But expectations matter. In the finance world, a number of economists have recently been playing around with the idea of “extrapolative expectations”. Basically, when a trend goes on long enough, people start to think there’s some sort of structural process underlying the trend, and therefore they assume the trend will continue indefinitely. For upwardly mobile people, or people in an economy that’s growing rapidly, or people whose stocks or houses are appreciating steadily in value, good times might come to seem normal.
And then what happens when it turns out that good times aren’t baked into the nature of the Universe? Suddenly, the mediocrity of reality intrudes upon the complacent expectations of eternal upward growth — housing prices plateau or fall, incomes hit a ceiling, economic growth stalls out. At this point, people could get quite angry. The economists Miles Kimball and Robert Willis have a theory that happiness is just the difference between reality and expectations.
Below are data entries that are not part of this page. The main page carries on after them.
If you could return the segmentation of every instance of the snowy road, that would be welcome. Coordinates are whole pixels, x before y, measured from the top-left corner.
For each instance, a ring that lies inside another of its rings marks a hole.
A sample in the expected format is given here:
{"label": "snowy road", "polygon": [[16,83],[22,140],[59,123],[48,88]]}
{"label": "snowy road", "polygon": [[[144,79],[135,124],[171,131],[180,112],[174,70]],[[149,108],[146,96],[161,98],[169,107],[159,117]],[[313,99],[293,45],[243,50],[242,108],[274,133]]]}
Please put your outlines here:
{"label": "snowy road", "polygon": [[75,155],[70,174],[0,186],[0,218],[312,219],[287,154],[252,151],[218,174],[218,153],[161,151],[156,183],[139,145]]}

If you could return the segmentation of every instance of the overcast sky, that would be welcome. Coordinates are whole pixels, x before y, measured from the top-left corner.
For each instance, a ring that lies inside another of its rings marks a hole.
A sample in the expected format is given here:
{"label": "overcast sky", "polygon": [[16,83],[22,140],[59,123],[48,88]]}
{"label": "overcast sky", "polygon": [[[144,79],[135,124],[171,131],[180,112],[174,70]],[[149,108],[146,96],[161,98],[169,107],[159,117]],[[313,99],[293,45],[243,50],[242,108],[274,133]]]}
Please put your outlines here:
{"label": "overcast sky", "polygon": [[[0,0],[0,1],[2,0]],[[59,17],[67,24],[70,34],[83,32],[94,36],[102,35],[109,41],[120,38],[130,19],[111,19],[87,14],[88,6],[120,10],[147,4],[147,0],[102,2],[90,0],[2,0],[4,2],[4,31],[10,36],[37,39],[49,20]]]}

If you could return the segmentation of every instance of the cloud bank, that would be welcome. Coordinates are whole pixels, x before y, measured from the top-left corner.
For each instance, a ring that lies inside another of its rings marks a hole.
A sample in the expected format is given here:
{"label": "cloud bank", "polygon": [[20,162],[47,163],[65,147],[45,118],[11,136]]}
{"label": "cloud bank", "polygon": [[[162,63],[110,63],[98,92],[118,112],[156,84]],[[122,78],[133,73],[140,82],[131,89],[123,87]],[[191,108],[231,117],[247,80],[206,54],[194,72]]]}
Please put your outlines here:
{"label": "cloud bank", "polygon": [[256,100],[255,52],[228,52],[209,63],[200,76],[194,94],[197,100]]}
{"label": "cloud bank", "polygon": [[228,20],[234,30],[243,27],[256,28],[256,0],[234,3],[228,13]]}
If things are better than you predicted, you’re happy; if things are worse, you’re upset. Kimball and Willis formalize the idea with math, but in fact “Happiness = Reality – Expectations” is already a common saying. Evidence from surveys generally supports the idea.
Together, this expectations-based theory of happiness, along with the idea that expectations are extrapolative, makes for a combustible mix. Extrapolative expectations are almost always unrealistic — growth trends don’t continue forever, so people are setting themselves up for disappointment.